Despite having missed the original interview appointment, Amatikulu mill officials interviewed Ngidi.

“I got the job. That’s how I started in this industry,” she said.

In 1995, the mother of two was then “poached” to work at Umthombo Agricultural Finance, the industry’s financial services provider for small growers headquartered at Mount Edgecombe, and it was there she saw a notice about a farm for sale near Darnall.

“My superior kept asking me if it was what I really wanted to do and if I had considered the risks, the fact that I would have no medical aid, no company vehicle or free petrol?”

Regardless, Ngidi cashed in her provident fund, paid the R120 000 deposit required for the farm and started farming in 2004. At first she did well despite the sandy, shallow soils.

She continued to visit her ancestral home in Mfume and worked on contract as an agricultural officer and advisor for Tongaat Hulett. “That’s why I know this industry inside out,” she said.

In 2014, however, the rains failed. “For 17 consecutive months there was no rain.
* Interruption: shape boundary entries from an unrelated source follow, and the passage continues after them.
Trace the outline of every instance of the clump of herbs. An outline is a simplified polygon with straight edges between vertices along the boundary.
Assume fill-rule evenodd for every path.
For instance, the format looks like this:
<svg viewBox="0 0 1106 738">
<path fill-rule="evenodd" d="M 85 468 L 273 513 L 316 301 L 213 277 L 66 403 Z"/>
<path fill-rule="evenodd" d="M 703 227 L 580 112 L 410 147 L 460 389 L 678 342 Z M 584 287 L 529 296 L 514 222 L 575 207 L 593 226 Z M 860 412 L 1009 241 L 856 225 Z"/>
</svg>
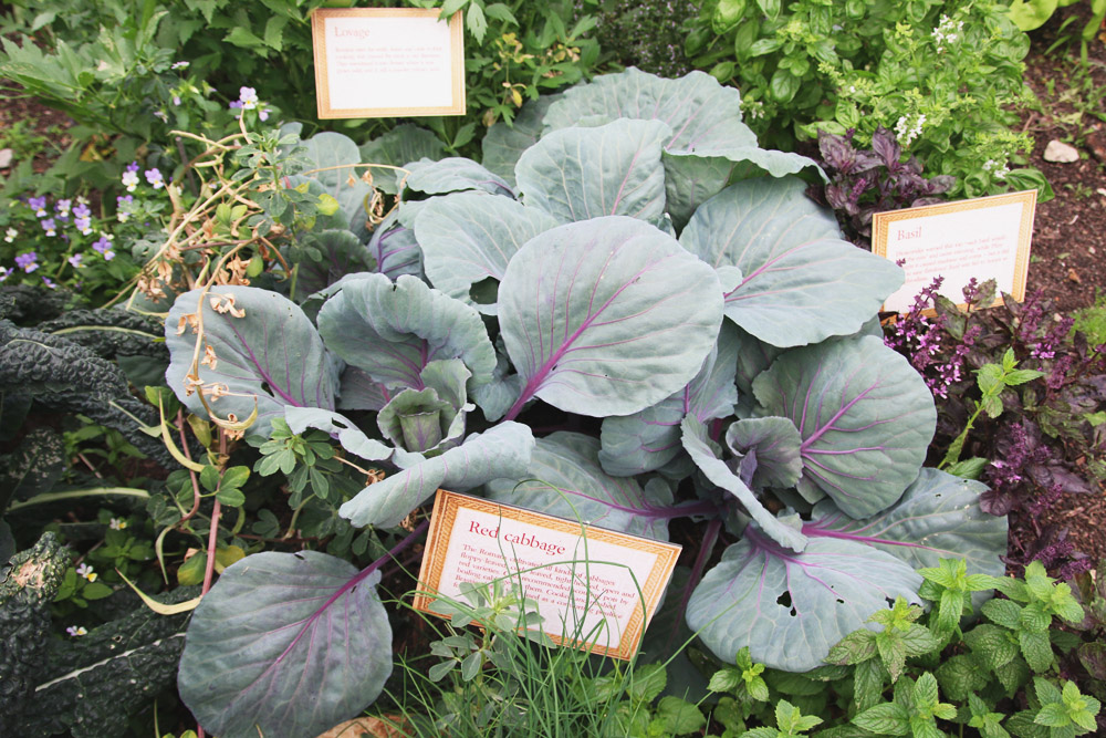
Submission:
<svg viewBox="0 0 1106 738">
<path fill-rule="evenodd" d="M 950 471 L 991 487 L 981 498 L 985 511 L 1024 514 L 1036 539 L 1048 541 L 1014 540 L 1023 560 L 1067 575 L 1085 570 L 1088 560 L 1063 531 L 1039 518 L 1106 479 L 1106 344 L 1092 345 L 1041 293 L 1023 303 L 1003 294 L 989 308 L 993 280 L 973 281 L 958 306 L 939 289 L 938 279 L 922 290 L 885 336 L 938 399 L 931 454 L 947 449 Z"/>
<path fill-rule="evenodd" d="M 874 214 L 940 202 L 935 196 L 947 193 L 956 177 L 924 177 L 917 157 L 902 162 L 902 147 L 883 126 L 873 134 L 870 149 L 853 144 L 855 133 L 818 132 L 820 164 L 830 175 L 822 201 L 834 209 L 848 240 L 870 248 Z"/>
</svg>

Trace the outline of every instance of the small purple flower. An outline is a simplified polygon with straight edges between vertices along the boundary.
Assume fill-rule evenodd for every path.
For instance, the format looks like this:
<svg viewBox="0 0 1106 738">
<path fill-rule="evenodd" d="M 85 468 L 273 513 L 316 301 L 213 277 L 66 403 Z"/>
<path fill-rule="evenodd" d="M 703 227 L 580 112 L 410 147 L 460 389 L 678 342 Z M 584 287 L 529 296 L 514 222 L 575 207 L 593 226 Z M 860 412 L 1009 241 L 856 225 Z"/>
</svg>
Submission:
<svg viewBox="0 0 1106 738">
<path fill-rule="evenodd" d="M 39 268 L 38 264 L 39 254 L 34 251 L 28 251 L 27 253 L 21 253 L 15 257 L 15 266 L 22 269 L 24 272 L 30 274 L 32 271 Z"/>
<path fill-rule="evenodd" d="M 92 248 L 104 257 L 104 261 L 111 261 L 115 258 L 115 252 L 112 251 L 112 237 L 104 233 L 100 237 L 100 240 L 92 245 Z"/>
<path fill-rule="evenodd" d="M 45 195 L 42 195 L 41 197 L 32 197 L 32 198 L 30 198 L 27 201 L 27 204 L 29 206 L 31 206 L 32 210 L 34 210 L 34 215 L 36 215 L 40 218 L 45 218 L 46 217 L 48 214 L 46 214 L 46 196 Z"/>
<path fill-rule="evenodd" d="M 127 167 L 127 170 L 123 173 L 123 186 L 127 188 L 128 193 L 135 191 L 138 188 L 138 173 Z"/>
<path fill-rule="evenodd" d="M 258 106 L 258 91 L 253 87 L 239 87 L 238 100 L 242 103 L 242 110 L 252 111 Z"/>
</svg>

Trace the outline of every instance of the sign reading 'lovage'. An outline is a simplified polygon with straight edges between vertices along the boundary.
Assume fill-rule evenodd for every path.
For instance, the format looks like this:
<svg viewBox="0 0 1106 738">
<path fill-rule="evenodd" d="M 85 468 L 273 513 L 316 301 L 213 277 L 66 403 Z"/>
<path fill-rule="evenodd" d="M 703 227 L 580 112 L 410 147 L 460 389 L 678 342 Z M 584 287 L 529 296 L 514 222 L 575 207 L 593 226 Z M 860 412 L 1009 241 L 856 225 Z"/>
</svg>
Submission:
<svg viewBox="0 0 1106 738">
<path fill-rule="evenodd" d="M 438 490 L 419 583 L 463 602 L 462 585 L 502 580 L 536 601 L 540 628 L 555 643 L 630 658 L 679 552 L 674 543 Z M 415 607 L 441 615 L 436 600 L 419 595 Z"/>
<path fill-rule="evenodd" d="M 312 12 L 321 118 L 465 114 L 461 14 L 437 9 Z"/>
</svg>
I just couldn’t survive. I watched my cane dying it was terrible. So I decided to sell and come home here for good.”

As Ngidi drives her bakkie between sugarcane fields in Mfume, she greets her neighbours and friends, all of whom she has known since she was a child.

“The elders here know me, the community all know me so they trust me. I am making sure this project is a success – not only to restore the land to production, but also that we can create benefits for the about 500 families who live here. There is so much arable land, all we need to do now is to make sure it is productive again.”